La réplique de l’Acsif après la sortie du Directeur de la Bhs

C’est avec un cœur meurtri et une profonde tristesse que j’ai suivi l’émission du «  jury de dimanche » de Iradio qui recevait le président de l’APBEF par ailleurs DG de la BHS.

Avec cynisme et contre-vérité au bout des lèvres, ce dit président a cherché ridiculement à esquiver les vraies questions qui lui étaient directement posées par l’éminent journaliste Mamadou Ibra Kane.
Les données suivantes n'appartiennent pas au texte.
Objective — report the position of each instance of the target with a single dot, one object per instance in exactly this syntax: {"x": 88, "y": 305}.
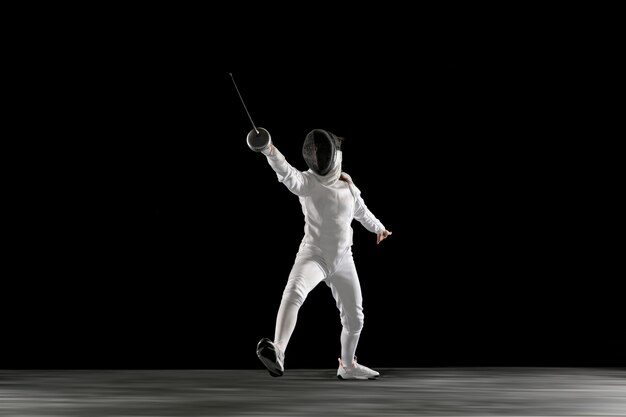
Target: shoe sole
{"x": 267, "y": 355}
{"x": 361, "y": 379}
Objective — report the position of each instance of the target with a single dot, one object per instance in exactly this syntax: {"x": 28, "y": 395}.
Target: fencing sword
{"x": 258, "y": 138}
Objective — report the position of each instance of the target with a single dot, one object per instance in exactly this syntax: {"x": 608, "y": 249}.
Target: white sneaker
{"x": 271, "y": 356}
{"x": 355, "y": 371}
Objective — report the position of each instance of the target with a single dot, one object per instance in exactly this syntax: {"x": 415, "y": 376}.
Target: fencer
{"x": 330, "y": 201}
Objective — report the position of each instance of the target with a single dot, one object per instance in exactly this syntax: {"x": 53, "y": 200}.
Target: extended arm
{"x": 293, "y": 179}
{"x": 364, "y": 216}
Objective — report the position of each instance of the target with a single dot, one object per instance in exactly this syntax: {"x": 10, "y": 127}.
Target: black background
{"x": 150, "y": 235}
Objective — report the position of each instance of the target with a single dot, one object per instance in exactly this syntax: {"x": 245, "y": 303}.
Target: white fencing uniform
{"x": 329, "y": 205}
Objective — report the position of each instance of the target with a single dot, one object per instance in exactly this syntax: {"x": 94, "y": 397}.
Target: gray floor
{"x": 302, "y": 392}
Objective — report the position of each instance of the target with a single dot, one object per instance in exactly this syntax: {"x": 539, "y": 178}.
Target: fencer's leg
{"x": 305, "y": 275}
{"x": 346, "y": 290}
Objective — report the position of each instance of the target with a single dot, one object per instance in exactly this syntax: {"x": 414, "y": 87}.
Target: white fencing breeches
{"x": 308, "y": 271}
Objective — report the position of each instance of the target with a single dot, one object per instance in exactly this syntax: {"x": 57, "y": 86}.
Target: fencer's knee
{"x": 295, "y": 291}
{"x": 353, "y": 324}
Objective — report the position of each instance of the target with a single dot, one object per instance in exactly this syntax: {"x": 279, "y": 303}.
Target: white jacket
{"x": 329, "y": 206}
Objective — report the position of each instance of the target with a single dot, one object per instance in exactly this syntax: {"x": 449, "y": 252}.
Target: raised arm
{"x": 293, "y": 179}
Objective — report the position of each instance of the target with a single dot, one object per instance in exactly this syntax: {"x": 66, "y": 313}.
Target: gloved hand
{"x": 268, "y": 150}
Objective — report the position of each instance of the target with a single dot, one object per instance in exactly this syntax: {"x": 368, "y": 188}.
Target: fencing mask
{"x": 320, "y": 150}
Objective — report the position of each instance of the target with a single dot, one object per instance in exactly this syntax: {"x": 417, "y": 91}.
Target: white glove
{"x": 268, "y": 150}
Avec beaucoup de peine et sans vergogne aucune, il s’est soustrait des vraies questions de l’heure. Oh ! J’ai envie de lui dire que je partage avec lui toute sa peine car pour tout esprit alerte et incrédule, il n’est qu’un exécutant, qu’un cocontractant d’une entreprise savamment élaborée pour pérenniser l’esclavage dans nos pays.

Hier, l’esclave enchainé ; aujourd’hui l’esclave financier par un endettement avilissant.
Chers compatriote, devons-nous donner caution continuellement à ces atrocités sans commune mesure que nos bourreaux de tous les temps nous font subir ?

Ces ignobles épreuves qu’ils nous font subir depuis belle lurette nous ont plongés dans une pauvreté extrême que seul notre désir de « sutura » nous fait supporter au jour le jour malgré nous. C’est ainsi que l’ACSIF, avec ses vaillants membres ont décidé de donner une réponse d’humanisme  à cette machine de pauvreté qui se déploie à travers le monde et les différentes époques non pas pour nous seuls mais aussi pour notre progéniture.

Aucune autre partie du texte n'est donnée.